AVB returned to the concert stage for Acappella Ministries' New Year's Bash in December 2024 with a lineup featuring Chad Bahr, Tony Brown, Todd Dunaway, Michael Forehand, Brishan Hatcher, Chris Lindsey, Wes McKinzie, Jeremy Swindle, and Bret Testerman. A similar lineup, joined by former member Steve Reischl, will sing at the 2025 New Year's Bash in Nashville.

==Group formations==

| 1986–1987 | 1987 | 1987-1988 |
| * Terry Cheatham – tenor * David Fletcher – lead * Dale Carpenter – baritone * Dale Cal – bass * Jay Smith – utility/beatbox | * Terry Cheatham – tenor * Bret Testerman – lead * Dale Carpenter – baritone * Dale Cal – bass * Jay Smith – utility/beatbox | * Terry Cheatham – tenor * Bret Testerman – lead * Shannon Beasley – baritone * Todd Austin – bass * Jay Smith – utility/beatbox |
| 1989 | 1989-1990 | 1990–1991 |
| * Terry Cheatham – tenor * Bret Testerman – lead * Danny Elliott – baritone * Wes McKinzie – bass * Jay Smith – utility/beatbox | * Max Plaster – tenor * Bret Testerman – lead * George Gee – baritone * Wes McKinzie – bass * Jay Smith – utility/beatbox | *Max Plaster – tenor *George Gee – lead *Jay Smith – baritone *Wes McKinzie – bass |
| 1991–1992 | 1992-1993 | 1993-1995 |
| * Max Plaster – tenor * John K. Green – lead * Brian Randolph – baritone * Wes McKinzie – bass * Jay Smith – utility/beatbox | * Max Plaster – tenor * John K. Green – lead * Brian Randolph – baritone * Wes McKinzie – bass * Brishan Hatcher – utility/beatbox | * Max Plaster – tenor * John K. Green – lead * Steve Reischl – baritone * Wes McKinzie – bass * Brishan Hatcher – utility/beatbox |
| 1995-1996 | 1996–1997 | 1997–1998 |
| * Kevin Schaffer – tenor * Brishan Hatcher – lead * Aaron Herman – baritone * Tim Storms – bass | * Brishan Hatcher – tenor * Aaron Herman – lead * Andrew McNeal – baritone * Josh Harrison – bass | * Brishan Hatcher – tenor * Aaron Herman – lead * Luke Brown – baritone * Josh Harrison – bass |
1998-2000
| * Jeremy Swindle – tenor * Chris Lindsey – lead * Chad Bahr – baritone * Todd Dunaway – bass * Tony Brown – utility/beatbox | | |

===In Memorian===
- Andrew McNeal (d. November 2011) Worked as operator manager for a company in Washington D.C. Recorded a solo album entitled "The Lord is Blessing Me."
- Terry Cheatham (d. August 2018) Worked as a counselor and Professor of Psychology at Lipscomb University in Nashville, TN.
- Brian Randolph (d. January 2020) Former worship minister at First Street Church in Dumas, TX, and Altamesa Church of Christ in Fort Worth, TX.
- John K. Green (d. November 3, 2020) Singer/songwriter/producer in Los Angeles, CA. John was diagnosed with cancer in 2016.

==Discography==
The labels are taken from the original releases; many of the albums have been re-released with new distributors.

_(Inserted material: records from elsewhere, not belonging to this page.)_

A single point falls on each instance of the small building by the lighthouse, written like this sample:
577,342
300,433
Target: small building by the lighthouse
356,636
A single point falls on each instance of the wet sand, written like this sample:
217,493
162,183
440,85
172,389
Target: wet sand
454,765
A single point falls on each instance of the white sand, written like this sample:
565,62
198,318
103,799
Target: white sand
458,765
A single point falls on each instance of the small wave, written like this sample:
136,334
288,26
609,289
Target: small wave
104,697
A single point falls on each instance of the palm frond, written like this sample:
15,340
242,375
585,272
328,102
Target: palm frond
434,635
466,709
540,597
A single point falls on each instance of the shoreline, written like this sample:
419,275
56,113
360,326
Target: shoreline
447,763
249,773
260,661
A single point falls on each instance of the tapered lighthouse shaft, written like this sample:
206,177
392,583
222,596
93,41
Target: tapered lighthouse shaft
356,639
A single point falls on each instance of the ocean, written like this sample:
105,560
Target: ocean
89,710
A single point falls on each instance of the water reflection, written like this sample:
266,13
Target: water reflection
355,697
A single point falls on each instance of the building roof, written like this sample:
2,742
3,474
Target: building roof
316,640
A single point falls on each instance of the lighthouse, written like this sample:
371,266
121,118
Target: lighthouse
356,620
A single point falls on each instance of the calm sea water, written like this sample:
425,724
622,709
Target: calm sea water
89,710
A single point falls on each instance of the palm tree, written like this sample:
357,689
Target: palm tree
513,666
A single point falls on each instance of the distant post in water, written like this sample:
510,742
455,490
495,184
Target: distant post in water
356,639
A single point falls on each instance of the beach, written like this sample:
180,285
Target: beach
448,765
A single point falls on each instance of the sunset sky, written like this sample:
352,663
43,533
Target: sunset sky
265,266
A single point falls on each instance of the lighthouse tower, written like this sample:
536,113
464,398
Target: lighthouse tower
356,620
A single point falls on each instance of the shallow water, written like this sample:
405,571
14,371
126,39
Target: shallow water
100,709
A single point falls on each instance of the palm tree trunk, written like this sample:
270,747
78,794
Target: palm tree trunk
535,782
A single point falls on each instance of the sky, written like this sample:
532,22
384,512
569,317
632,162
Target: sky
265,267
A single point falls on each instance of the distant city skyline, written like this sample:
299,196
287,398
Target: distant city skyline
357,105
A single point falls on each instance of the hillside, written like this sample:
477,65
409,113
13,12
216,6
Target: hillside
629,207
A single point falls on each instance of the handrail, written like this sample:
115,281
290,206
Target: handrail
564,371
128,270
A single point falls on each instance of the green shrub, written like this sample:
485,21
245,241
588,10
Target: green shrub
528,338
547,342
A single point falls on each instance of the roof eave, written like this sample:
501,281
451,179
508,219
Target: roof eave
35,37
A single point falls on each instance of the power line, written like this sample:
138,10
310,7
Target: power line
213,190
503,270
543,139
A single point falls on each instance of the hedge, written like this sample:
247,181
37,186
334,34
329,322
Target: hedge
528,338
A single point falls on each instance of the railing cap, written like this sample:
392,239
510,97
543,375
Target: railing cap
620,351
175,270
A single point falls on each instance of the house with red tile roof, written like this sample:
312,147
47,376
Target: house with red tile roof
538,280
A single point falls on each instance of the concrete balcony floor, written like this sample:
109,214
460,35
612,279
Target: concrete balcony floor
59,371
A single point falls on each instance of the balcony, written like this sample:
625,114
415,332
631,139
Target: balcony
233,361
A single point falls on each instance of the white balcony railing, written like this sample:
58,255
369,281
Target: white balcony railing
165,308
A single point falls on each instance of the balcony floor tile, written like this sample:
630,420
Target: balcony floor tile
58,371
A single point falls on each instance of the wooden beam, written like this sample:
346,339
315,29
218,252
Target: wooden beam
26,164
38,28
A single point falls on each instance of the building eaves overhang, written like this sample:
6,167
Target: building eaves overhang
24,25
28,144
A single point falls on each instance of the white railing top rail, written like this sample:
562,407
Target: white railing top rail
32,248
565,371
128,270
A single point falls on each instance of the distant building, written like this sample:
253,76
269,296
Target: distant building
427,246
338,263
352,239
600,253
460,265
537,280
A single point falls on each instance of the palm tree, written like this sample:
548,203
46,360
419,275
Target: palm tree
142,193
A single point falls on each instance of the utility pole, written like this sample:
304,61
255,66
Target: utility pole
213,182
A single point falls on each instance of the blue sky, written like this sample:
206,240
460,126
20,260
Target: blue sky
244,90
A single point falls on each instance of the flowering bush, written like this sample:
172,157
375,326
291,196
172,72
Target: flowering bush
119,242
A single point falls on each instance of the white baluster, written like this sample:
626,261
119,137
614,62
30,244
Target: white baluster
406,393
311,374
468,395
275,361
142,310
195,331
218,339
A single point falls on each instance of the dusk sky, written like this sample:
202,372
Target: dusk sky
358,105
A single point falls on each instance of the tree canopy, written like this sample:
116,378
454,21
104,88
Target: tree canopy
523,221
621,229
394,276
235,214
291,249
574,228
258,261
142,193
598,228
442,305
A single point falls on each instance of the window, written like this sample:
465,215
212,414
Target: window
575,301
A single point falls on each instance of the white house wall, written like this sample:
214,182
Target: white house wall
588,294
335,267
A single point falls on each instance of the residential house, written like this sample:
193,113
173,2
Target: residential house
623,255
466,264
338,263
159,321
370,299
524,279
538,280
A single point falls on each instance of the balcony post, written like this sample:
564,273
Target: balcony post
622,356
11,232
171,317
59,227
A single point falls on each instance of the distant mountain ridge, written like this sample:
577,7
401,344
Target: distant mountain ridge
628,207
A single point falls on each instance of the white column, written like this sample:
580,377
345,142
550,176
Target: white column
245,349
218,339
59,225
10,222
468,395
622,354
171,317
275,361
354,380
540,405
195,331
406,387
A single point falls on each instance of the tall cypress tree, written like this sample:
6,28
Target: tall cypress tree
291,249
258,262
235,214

- Give Me Light (1987, Clifty Records)
- Steppin' On A Cloud (1988, Clifty Records)
- Song In My Soul (1989, Clifty Records)
- A Savior Is Born! (1989, Clifty Records, with Acappella)
- What's Your Tag Say? (1991, Word)
- Celebrate And Party (1992, Word)
- U And Me And God Make 5 (1993, Word)
- Caminando en la Luz (1994, Word)
- The Road (1995, The Acappella Company)
- Way Of Life (1996, The Acappella Company)
- Real (1999, The Acappella Company)
- The Early Years (2002, The Acappella Company)

AVB also appeared on numerous other recording projects for the Acappella Company (Acappella Series, Acappella Praise and Worship, Acappella Scripture Songs, Keith Lancaster solo projects) and made three video projects: Song In My Soul (1989), Video Party (1993), and The Land of Five (1994).